Vishwa Vinay on Click evidence — Signals and Tasks

One approach to scoring results is to rank them as a probability that the document will be clicked. This score can be constructed by using each click on a result as a “vote” for that document.

An advantage of a probability-based ranking is that the scores are comparable across indexes, making it easy to merge results when doing federated search (50% is always better than 25%).

Downsides of probability ranking are “rank bias” and “lock-in”, where users click on the first result not because it’s the most relevant, but simply because it’s the most prominent. To combat this, the search engine can perform A/B testing of results by ordering them in descending order in one case (1,2,3), ascending order in another case (3,2,1), and comparing the outcome.

Another method to combat “rank bias” is to keep track of how many results are clicked by a given user searching for a given query. If the user clicks on three of the results, for instance, it can be inferred that he is most satisfied with the last document clicked. If the user only clicks a single result, it’s a strong sign of satisfaction with that document.

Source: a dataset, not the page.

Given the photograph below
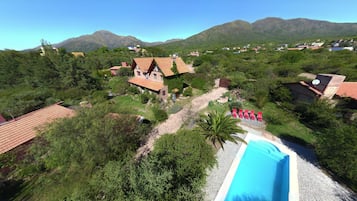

Vivian Lin Dufour on How to help searchers become better searchers

Yahoo track trending topics to help users discover timely results, and use several techniques:

  • Query suggestions
  • Result suggestions
  • Related searches

There are three trends affecting enterprise search.

Information Governance

There are several opportunities for search in information governance:

  • Archiving
  • eDisclosure
  • Records & storage management

There two approaches to information governance, both involving search technologies:

  • Store everything and rely on a great search engine to find it (simple, but large volumes of data)
  • Rely on a great search engine and dedeuplication to selectively delete what is not needed and then search what’s left (harder to achieve, but saves on data volume).

Search-based applications

Search is gaining traction over relational databases as a primary driver of domain-specific applications, and have the potential of being hugely disruptive in data management. Success lies in:

  • Building partnerships with application vendors
  • Focusing on developers
  • Focusing on user interfaces

In 2010, search-based applications tend to be be custom-built and expensive. Over the next few years, expect to see search-based apps appearing more as software as a service.

The smallest area of the three, enterprise search for intranets looks destined to be dominated by Google Search Appliance, Sharepoint, and open source search.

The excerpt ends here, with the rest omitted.